Vagabunda posa davanti la tomba dell’emiro

Samarkanda
20/05/2000

“Tutto quello che ho sentito dire di Samarkanda è vero, ma è più bella di quanto mi aspettassi”, diceva Alessandro Magno dopo averla espugnata nel 329 avanti Cristo. Parole sante, la città sprigiona una magia superiore alle aspettative, le pietre hanno colore e calore, si sente la presenza di un sovrano che volle farla capitale del regno, magnifica e superba. C’è un respiro principesco, un senso dell’armonia, del gusto e della grandezza. Cupole, lapislazzuli, minareti, arcate ombrose, portali, mosaici incredibili, giardini.

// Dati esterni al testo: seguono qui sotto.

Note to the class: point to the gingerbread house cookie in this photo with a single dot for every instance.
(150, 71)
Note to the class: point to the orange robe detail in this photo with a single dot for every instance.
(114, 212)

Le tigri ruggenti della Medressa di Sher Dor, nella piazza sterminata del Registan, quei colori delle pareti che danno combinazioni di luce diverse a seconda dell’inclinazione dei raggi del sole, lo slancio dei minareti…Pare che gran parte sia stato ricostruito, i sovietici hanno anche scavato la base del complesso. Ma rimane uno dei monumenti che fanno a buon diritto la storia del mondo. E dire che Samarkanda è stata distrutta e ricostruita più volte, che durante il diciottesimo secolo fu addirittura abbandonata dopo una serie di devastanti terremoti. Suggestiva, al tramonto, la visita alla strada funeraria, con i mosaici più belli, simili a quelli luminescenti di Caltagirone. Davanti alla tomba dell’emiro abbiamo portato le nostre auto italiane e ce le siamo fotografate di gran gusto, sullo sfondo della cupola scanalata azzurra. Timur e-lang, Timur lo zoppo, Tamerlano per noi, era alto di statura (1,70 accertarono gli antropologi sovietici che aprirono le cripte nel ’41) e menomato alla gamba e al braccio destro. Feroce e sanguinario, risparmiava la vita agli artigiani e agli architetti che poi abbellirono Samarkanda. In lontananza, il profilo della città (che sorge a oltre 700 metri di altitudine) è lo stesso da 600 anni: minareti e cupole blu, un’emozione che difficilmente si dimentica. Vagabunda sta meglio: sistemata a opera d’arte la marmitta, saldata la balestra, sostituito lo spinterogeno, controllati tutti i livelli, messo a posto addirittura lo specchietto retrovisore esterno e segata la vite di un bullone che mi dava fastidio. Pronti a ripartire e a difenderci, domani, su una “speciale” di 70 chilometri a 70 orari.